#2338 closed defect (fixed)
[PATCH] Crash in FreeUPnPUrls on OS X 64-bit
Reported by: | Petr | Owned by: | Echelon9 |
---|---|---|---|
Priority: | Release Blocker | Milestone: | Alpha 17 |
Component: | Core engine | Keywords: | patch |
Cc: | Patch: |
Description (last modified by )
When I go to Multiplayer / Host game, 0AD will crash back to my desktop. This happens always. I am using Alpha 15 64bit, latest MAC OS X, MacBook Pro.
The crashing thread in both reports is thread 10 (the UPnP thread). The error is in both cases "pointer being freed was not allocated" in FreeUPnPUrls(), so we seem to have an incorrect pointer in the urls struct. (Possibly unrelated, but GetUPNPUrls() doesn't check for success of malloc)
Thread 10 Crashed: 0 libsystem_kernel.dylib 0x00007fff8dc6b866 __pthread_kill + 10 1 libsystem_pthread.dylib 0x00007fff94c7b35c pthread_kill + 92 2 libsystem_c.dylib 0x00007fff9008dbba abort + 125 3 libsystem_malloc.dylib 0x00007fff91a06093 free + 411 4 com.wildfiregames.0ad 0x000000010067b328 FreeUPNPUrls + 152 5 com.wildfiregames.0ad 0x0000000100018aba CNetServerWorker::SetupUPnP(void*) + 1438 6 libsystem_pthread.dylib 0x00007fff94c7a899 _pthread_body + 138 7 libsystem_pthread.dylib 0x00007fff94c7a72a _pthread_start + 137 8 libsystem_pthread.dylib 0x00007fff94c7efc9 thread_start + 13
Thread 10 Crashed: 0 libsystem_kernel.dylib 0x00007fff8dc6b866 __pthread_kill + 10 1 libsystem_pthread.dylib 0x00007fff94c7b35c pthread_kill + 92 2 libsystem_c.dylib 0x00007fff9008dbba abort + 125 3 libsystem_malloc.dylib 0x00007fff91a06093 free + 411 4 com.wildfiregames.0ad 0x000000010067b328 FreeUPNPUrls + 152 5 com.wildfiregames.0ad 0x0000000100018aba CNetServerWorker::SetupUPnP(void*) + 1438 6 libsystem_pthread.dylib 0x00007fff94c7a899 _pthread_body + 138 7 libsystem_pthread.dylib 0x00007fff94c7a72a _pthread_start + 137 8 libsystem_pthread.dylib 0x00007fff94c7efc9 thread_start + 13
Attachments (14)
Change History (56)
by , 10 years ago
by , 10 years ago
Attachment: | errorHD4000 added |
---|
same situation, but on integrated graphic card, Intel HD 4000
comment:1 by , 10 years ago
If I read those crashlogs correctly, the crash is occurring in the system after the GUI does a draw call. This appears to be an bug on Apple's side.
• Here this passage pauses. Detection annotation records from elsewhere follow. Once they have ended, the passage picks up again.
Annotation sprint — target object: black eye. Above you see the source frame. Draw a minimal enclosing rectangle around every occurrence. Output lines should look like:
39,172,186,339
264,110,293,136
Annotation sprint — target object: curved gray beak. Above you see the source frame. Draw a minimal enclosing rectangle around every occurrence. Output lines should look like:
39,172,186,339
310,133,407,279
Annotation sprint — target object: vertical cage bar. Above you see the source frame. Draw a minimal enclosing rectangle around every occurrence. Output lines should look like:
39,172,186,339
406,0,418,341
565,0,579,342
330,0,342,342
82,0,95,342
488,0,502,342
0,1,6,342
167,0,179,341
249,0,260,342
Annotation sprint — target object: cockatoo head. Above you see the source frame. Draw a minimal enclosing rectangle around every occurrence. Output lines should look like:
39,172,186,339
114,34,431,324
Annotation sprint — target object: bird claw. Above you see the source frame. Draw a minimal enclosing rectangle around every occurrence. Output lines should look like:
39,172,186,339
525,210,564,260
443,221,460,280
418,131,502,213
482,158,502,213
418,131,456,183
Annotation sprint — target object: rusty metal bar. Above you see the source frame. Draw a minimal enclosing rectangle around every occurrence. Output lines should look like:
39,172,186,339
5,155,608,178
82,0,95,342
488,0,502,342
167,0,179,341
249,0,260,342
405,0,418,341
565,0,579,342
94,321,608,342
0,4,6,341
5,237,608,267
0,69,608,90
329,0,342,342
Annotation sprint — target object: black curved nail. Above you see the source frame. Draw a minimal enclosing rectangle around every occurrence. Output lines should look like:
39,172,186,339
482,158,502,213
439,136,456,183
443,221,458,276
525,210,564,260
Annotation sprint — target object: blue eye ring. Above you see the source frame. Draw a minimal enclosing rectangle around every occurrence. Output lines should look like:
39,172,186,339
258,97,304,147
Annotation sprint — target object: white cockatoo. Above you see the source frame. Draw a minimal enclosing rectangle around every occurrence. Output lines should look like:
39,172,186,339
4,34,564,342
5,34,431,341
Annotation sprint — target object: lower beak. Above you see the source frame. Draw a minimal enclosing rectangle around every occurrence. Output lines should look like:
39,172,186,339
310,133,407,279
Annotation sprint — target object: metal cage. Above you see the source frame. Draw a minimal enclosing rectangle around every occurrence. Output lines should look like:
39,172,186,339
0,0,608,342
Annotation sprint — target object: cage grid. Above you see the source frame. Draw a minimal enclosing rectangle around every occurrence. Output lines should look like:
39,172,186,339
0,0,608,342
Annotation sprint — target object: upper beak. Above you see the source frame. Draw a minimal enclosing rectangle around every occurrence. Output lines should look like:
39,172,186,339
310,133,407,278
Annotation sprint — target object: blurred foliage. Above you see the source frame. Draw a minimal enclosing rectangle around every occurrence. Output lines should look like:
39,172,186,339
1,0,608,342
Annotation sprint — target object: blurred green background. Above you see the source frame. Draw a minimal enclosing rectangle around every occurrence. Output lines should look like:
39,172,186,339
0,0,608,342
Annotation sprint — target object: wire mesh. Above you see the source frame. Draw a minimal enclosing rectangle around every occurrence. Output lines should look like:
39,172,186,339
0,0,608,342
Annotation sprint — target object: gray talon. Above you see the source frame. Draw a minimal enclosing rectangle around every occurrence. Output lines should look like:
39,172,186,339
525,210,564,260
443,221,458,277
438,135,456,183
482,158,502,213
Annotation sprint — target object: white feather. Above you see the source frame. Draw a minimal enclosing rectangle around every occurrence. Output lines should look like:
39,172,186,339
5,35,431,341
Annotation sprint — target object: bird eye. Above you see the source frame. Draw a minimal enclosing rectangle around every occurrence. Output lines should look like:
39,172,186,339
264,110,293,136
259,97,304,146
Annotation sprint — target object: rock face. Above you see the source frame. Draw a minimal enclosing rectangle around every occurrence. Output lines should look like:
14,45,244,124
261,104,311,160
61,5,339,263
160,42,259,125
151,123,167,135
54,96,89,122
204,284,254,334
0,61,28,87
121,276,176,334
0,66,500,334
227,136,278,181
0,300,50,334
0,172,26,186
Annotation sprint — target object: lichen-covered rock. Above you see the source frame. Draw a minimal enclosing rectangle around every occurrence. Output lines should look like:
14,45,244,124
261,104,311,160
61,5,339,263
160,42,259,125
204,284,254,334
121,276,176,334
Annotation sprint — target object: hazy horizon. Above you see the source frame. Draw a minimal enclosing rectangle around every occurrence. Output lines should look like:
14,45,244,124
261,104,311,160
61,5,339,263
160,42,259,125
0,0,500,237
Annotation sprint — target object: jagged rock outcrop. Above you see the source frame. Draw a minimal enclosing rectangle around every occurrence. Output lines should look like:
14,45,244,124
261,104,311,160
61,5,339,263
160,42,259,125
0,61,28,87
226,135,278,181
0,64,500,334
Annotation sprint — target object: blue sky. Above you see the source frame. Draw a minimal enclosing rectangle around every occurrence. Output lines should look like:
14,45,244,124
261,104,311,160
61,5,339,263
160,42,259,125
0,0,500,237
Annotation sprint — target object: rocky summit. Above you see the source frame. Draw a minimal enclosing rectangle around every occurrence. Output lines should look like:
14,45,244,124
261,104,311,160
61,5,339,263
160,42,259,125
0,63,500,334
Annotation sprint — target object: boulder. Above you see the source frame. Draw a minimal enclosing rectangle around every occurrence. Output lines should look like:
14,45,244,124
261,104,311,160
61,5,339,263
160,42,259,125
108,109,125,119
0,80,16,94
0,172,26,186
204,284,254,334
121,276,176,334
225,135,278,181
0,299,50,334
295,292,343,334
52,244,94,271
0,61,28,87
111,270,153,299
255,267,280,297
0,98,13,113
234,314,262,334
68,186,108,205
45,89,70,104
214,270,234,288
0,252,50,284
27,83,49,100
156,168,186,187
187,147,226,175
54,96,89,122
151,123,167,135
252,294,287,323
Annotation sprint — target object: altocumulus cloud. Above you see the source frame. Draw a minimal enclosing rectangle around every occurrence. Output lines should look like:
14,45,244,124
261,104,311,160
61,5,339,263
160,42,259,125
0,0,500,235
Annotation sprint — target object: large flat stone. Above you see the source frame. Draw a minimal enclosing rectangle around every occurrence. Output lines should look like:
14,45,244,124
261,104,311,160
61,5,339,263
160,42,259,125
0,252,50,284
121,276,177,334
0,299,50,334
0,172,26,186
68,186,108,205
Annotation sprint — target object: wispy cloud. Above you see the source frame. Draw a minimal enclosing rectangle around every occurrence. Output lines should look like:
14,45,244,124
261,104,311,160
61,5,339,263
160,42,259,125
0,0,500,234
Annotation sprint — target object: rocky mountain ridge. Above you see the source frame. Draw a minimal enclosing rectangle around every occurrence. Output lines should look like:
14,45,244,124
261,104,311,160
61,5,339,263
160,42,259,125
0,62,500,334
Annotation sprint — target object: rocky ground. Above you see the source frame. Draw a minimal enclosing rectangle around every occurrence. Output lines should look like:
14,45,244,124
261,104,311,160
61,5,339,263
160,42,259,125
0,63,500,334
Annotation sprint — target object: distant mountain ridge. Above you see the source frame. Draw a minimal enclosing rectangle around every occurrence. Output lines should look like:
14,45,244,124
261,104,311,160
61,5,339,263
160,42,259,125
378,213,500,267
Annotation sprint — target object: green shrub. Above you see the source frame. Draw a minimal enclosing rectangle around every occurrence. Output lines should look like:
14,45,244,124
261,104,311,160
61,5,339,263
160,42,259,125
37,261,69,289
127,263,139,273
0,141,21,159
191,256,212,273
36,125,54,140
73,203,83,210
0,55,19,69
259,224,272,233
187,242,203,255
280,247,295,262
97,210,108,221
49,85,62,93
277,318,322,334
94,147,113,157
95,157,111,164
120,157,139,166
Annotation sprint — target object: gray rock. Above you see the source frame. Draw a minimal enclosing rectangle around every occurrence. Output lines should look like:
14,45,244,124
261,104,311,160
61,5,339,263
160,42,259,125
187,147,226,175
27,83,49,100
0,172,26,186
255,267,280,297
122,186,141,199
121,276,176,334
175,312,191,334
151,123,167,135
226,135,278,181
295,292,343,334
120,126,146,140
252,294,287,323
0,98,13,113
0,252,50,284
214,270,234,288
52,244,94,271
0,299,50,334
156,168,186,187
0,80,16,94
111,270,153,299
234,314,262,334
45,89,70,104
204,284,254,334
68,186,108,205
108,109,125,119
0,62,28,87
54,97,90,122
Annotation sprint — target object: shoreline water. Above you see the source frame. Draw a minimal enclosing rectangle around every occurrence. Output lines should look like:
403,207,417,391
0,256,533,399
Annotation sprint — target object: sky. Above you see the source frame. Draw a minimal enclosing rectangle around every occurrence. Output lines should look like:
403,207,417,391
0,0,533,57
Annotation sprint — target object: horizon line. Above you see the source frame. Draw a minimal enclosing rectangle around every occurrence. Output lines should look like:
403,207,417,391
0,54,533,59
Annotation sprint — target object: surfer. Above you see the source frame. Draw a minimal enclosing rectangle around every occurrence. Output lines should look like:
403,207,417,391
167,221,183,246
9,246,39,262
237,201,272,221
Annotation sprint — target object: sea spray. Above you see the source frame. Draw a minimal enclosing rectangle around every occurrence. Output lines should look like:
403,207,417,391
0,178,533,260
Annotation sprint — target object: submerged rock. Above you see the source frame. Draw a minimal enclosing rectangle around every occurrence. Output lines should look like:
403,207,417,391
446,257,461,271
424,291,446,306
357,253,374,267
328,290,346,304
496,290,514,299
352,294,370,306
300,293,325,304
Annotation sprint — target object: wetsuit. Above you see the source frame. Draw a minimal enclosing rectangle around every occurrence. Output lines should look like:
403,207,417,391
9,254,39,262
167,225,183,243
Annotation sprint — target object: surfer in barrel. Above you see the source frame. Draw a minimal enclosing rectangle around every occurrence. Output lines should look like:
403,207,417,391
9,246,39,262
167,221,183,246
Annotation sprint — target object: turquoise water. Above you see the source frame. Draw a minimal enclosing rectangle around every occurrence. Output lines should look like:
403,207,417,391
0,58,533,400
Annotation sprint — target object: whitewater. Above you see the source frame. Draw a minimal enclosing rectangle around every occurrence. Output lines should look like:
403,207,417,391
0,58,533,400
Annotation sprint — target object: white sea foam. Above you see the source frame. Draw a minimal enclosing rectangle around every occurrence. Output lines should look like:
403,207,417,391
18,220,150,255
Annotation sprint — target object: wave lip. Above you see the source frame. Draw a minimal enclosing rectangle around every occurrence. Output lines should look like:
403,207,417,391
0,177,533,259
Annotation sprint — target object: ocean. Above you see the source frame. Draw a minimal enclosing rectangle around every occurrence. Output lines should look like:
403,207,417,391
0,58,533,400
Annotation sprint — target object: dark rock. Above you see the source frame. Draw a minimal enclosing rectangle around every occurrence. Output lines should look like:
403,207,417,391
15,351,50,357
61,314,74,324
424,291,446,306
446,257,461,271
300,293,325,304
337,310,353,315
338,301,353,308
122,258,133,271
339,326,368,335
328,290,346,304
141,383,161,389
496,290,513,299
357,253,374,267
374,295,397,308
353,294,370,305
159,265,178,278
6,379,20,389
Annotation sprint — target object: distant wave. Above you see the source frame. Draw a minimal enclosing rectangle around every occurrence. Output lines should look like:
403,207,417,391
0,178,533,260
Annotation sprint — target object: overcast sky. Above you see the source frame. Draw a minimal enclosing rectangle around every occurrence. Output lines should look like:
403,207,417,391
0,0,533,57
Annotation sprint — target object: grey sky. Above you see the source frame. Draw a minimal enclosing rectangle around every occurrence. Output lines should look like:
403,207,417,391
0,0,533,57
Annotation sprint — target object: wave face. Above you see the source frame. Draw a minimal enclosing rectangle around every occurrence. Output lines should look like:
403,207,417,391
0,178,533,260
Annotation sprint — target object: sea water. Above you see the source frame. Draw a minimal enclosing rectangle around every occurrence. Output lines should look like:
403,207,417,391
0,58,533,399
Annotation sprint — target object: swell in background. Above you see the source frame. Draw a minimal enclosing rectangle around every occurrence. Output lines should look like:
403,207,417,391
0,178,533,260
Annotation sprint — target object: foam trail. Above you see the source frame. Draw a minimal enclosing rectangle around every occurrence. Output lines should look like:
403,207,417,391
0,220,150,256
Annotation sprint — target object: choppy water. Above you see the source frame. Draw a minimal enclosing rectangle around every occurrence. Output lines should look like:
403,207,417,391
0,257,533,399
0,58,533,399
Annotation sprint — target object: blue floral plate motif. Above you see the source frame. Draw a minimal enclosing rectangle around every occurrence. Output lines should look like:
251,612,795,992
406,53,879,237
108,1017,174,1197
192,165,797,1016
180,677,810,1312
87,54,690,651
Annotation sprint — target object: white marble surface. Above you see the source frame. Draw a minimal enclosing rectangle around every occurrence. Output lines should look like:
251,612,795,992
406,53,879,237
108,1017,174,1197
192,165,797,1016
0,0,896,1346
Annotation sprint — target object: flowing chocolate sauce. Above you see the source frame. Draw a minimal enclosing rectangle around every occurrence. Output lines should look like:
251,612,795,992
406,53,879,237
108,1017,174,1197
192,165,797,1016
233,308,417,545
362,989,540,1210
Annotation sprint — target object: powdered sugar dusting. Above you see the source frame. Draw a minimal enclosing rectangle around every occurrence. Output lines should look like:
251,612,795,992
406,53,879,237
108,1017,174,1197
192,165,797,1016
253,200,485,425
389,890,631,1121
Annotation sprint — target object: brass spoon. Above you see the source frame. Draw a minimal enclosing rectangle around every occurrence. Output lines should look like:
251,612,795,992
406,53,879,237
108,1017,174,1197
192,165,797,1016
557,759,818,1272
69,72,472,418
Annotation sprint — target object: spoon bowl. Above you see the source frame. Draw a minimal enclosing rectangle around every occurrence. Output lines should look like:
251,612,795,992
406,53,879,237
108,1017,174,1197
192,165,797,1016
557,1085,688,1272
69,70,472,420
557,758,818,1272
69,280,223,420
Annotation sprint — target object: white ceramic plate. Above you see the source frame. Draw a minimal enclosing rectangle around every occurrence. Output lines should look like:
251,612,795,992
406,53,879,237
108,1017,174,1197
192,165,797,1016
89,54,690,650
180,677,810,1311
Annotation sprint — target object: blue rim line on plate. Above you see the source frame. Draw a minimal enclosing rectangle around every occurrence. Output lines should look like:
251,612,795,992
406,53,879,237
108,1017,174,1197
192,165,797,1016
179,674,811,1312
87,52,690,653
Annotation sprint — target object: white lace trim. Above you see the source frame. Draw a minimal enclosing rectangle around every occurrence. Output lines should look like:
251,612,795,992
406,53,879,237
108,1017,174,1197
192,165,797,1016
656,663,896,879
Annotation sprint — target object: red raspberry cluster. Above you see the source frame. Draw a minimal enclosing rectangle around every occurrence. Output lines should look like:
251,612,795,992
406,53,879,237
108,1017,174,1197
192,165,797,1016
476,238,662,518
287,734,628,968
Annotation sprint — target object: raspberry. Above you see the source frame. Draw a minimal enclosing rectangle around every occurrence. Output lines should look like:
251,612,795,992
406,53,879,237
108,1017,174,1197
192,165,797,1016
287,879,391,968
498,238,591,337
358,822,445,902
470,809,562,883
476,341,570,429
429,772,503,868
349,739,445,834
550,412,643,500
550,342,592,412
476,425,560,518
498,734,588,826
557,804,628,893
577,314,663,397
comment:2 by , 10 years ago
This only happens when hosting a game from the lobby? Can you try other code paths, like playing single player games, etc. to see if there is a similar crash? It doesn't seem related to the lobby at all. It's too bad how many problems 10.9 is causing :(
comment:3 by , 10 years ago
I can host and play online with external ip, I can join and play via Lobby, but join only, when I try to host game, it crashes when I am selecting maps. Otherwise game is running very smoothly without any bugs.
comment:7 by , 10 years ago
Component: | Multiplayer lobby → UI & Simulation |
---|---|
Keywords: | Multiplayer Lobby removed |
That's nice to know, so this is probably a UI engine bug.
comment:8 by , 10 years ago
another update... I removed 64bit version and installed 32bit .... Lobby and Multiplayer are working good, no more crash, but there is no sound, only cracking noise :)
comment:9 by , 10 years ago
Description: | modified (diff) |
---|---|
Summary: | Lobby Host game crash on MAC → Crash when hosting game on 64 bit MAC |
Ah, great! Knowing that should help even more.
I've updated the title and description to be more relevant.
comment:10 by , 10 years ago
Component: | UI & Simulation → Core engine |
---|---|
Description: | modified (diff) |
Summary: | Crash when hosting game on 64 bit MAC → Crash in FreeUPnPUrls on OS X 64-bit |
Both crashes are because of a free of something that wasn't allocated in the UPnP thread. (FreeUPnPUrls())
Petrsharks: Could you try to host once more and attach the mainlog.html file from GameDataPaths?
by , 10 years ago
another error log from today, when I try to play multiplayer with AI opponent
comment:12 by , 10 years ago
Got two more reports of this issue today (http://pastebin.com/Bb8AK76f), both on 10.9.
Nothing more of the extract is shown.